Hundreds of social apps enter the market every month, but the reason so many fail is because they try to keep up with the standard. Bumble and Happn both tried to replace Tinder, but couldn't because the value of communication hardly changed. Bumble surely gives women more power into the dynamics of online dating, but women not having power was hardly an issue given Tinder's match process. The saturation of refinement has already piqued in that market.
Social apps don't necessarily miss the mark, but rather they fail to predict. We are in an age of ephemeral messaging at the moment but it's a false premise given the increasing control of the police state governments. The next revolution in communication and social apps is going to be off-the-grid communication, where there are no networks or carriers - just end points. Mesh networks and Tor-like nodes are below the surface at the moment, but once that technology moves from software to hardware I predict it's going to bloom (permitting encryption is not outlawed) into dongles you attach to your phone which eventually are sold as features.
No, I mean communication over mesh networks similar to Nintendo DS' social features and recently, GoTenna (http://www.gotenna.com/) (I'm not affiliated).

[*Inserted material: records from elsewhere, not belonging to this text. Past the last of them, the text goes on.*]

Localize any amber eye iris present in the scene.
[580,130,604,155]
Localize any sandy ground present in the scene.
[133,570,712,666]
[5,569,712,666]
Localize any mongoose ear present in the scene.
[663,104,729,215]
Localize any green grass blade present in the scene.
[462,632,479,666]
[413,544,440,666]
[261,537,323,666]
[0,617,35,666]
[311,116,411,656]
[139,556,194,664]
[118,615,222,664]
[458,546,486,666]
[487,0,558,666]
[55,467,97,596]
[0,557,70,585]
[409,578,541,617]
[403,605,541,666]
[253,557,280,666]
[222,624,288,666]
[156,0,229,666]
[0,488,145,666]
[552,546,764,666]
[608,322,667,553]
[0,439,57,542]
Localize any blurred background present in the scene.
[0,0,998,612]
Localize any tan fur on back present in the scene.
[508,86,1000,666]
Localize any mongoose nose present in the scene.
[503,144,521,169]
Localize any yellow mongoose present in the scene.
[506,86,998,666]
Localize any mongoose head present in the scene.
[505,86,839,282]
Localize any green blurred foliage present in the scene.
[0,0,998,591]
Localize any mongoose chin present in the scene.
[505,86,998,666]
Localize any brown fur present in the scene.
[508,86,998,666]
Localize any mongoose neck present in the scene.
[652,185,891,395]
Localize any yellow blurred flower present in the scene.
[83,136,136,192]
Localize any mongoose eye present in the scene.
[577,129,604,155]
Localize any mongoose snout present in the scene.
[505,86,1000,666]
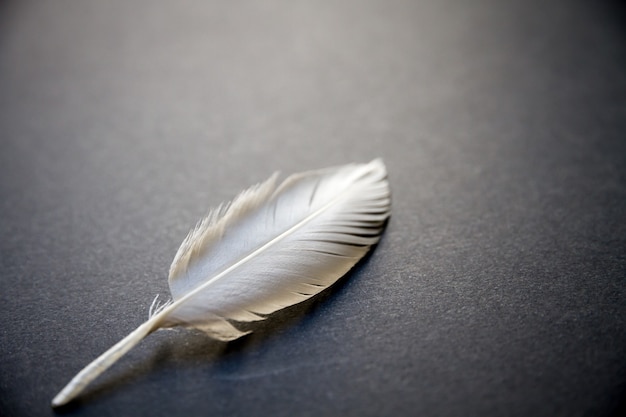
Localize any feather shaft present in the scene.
[52,315,162,407]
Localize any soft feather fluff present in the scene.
[52,159,390,406]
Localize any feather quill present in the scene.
[52,159,391,407]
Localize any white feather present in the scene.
[52,159,390,406]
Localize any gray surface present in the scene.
[0,0,626,416]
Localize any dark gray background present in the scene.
[0,0,626,416]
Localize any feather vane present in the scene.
[52,159,391,406]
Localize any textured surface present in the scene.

Back when I was a kid there was something like this in a handheld gameboy-like device that had an antenna you could use to chat with anyone nearby that had the same device. The only problem was nobody else in the nearest five mile radius had one.
When this kind of technology is baked into our phones, without the need for carriers or network providers, this kind of communication would be facilitated by devices instead of software. This kind of communication exists now in the software realm (ie. Yik Yak, FireChat - with closed participation) but once that layer transitions from software to hardware visa vi dongles or built into our phones, that participation will become more open and face less scrutiny against surveillance.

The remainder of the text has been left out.